By Yoruk Bahceli
AMSTERDAM (Reuters) – As a rainbow-colored flotilla paraded through Amsterdam’s canals for the city’s annual Gay Pride festival on Saturday, one float carried a sobering reminder that gay rights do not extend to all in the Kingdom of the Netherlands.
Although the Netherlands itself became the first country to legalize gay marriage in 2001, the three Caribbean members of the larger Kingdom — Aruba, Curacao and Sint Maarten — have yet to follow suit, reflecting cultural taboos in the mostly Catholic island nations.
That leaves the Kingdom, famed for its tolerant stance on marijuana and euthanasia, apparently less progressive on gay rights than Ireland, where voters approved gay marriage in a referendum in May, and the United States, where the Supreme Court upheld a constitutional right to gay marriage in June.
“We don’t have equal rights in our kingdom for gay and transgender citizens,” said Koen van Dijk of COC, the main Dutch gay rights organization.
Although laws on the three islands are based on Dutch law, they do not include the key provisions the Netherlands made in 2001 removing distinctions between men and women in marriage.
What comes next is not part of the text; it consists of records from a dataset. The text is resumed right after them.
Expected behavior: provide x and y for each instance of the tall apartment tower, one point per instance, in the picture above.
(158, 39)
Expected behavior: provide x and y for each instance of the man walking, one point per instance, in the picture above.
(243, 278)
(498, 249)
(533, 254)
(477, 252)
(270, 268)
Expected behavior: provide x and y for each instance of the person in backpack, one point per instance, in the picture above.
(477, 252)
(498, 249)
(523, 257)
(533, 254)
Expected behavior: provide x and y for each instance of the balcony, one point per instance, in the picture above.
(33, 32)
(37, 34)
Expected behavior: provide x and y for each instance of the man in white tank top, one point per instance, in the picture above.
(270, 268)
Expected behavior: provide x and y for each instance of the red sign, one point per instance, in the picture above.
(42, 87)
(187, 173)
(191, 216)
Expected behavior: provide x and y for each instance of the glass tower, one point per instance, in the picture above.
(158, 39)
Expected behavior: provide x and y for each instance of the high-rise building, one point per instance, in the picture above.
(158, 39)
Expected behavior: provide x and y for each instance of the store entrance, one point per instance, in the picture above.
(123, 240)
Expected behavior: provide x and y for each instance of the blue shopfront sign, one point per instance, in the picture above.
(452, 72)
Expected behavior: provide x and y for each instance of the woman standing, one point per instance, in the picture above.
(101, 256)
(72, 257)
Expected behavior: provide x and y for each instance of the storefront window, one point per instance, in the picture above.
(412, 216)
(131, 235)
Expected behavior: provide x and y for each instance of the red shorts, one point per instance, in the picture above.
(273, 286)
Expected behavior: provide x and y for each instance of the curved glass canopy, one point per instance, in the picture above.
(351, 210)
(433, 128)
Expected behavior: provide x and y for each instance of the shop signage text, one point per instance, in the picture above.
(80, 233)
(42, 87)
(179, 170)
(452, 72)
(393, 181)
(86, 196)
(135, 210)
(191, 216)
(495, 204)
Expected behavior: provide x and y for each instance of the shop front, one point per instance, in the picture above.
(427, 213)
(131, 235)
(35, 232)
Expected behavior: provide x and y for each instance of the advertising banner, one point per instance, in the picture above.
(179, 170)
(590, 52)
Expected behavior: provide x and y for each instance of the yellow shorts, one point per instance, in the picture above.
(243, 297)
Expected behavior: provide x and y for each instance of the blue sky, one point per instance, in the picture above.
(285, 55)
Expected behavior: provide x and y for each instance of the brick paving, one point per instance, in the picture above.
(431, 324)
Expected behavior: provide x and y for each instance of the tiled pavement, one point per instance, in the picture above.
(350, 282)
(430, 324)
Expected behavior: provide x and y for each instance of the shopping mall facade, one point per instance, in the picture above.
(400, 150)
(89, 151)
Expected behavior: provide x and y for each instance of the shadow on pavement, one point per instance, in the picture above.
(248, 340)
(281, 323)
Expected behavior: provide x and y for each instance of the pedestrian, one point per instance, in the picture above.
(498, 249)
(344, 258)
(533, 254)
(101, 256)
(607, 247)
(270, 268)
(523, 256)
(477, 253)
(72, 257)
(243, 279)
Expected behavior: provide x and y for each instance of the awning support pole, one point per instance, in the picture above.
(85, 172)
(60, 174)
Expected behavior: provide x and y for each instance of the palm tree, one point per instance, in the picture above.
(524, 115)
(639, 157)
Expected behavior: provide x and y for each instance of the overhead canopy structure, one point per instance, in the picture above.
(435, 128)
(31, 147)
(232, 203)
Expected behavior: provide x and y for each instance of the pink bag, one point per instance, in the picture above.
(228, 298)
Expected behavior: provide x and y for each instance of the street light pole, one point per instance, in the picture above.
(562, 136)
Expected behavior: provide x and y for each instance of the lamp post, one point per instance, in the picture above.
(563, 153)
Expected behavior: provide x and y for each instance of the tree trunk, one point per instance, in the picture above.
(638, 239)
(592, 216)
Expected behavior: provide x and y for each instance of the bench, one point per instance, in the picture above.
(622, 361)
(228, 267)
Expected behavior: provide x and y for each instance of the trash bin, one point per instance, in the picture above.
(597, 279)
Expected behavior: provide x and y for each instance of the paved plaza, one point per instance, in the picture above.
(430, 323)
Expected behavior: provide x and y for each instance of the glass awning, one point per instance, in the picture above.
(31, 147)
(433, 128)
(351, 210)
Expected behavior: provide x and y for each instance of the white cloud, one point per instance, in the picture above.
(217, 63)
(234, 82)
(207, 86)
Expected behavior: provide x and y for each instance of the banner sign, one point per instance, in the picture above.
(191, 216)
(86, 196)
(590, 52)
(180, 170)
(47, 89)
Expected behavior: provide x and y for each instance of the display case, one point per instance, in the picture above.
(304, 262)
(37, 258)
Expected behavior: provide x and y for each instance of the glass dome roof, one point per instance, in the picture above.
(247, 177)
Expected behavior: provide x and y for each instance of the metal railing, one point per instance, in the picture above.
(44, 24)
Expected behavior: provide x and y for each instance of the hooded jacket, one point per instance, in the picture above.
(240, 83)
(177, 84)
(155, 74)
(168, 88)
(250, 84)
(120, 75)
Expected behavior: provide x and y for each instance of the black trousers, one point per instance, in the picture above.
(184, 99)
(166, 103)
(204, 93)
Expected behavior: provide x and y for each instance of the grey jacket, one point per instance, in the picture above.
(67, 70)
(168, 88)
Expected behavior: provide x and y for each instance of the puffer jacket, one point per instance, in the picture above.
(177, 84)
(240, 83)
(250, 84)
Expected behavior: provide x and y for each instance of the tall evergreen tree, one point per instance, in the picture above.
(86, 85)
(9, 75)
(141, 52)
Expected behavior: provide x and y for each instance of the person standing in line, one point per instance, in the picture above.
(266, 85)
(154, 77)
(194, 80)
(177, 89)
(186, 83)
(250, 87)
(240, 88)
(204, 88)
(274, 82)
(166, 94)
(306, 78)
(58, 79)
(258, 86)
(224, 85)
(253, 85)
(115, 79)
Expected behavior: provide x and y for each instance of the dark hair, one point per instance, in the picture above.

After a six-year legal fight, Aruba has recently begun registering gay marriages as legal partnerships if they were performed on the mainland. But same-sex couples cannot benefit from social security and other rights granted to heterosexual couples, and anti-gay bias is a reality of Antillean social and political life.
“We want to have the same legislation throughout our kingdom. That would empower all gay and transgender organizations in addressing the question of social acceptance”, said Ramona Pikeur, director of Caribbean gay rights organization Dushi & Proud.
Pikeur was one of the organizers of the boat on Saturday, along with other Caribbean and Dutch gay organizations and the Dutch government.
The Dutch government says it is seeking dialogue, rather than confrontation, with the island nations to promote gay rights and acceptance of gay marriage.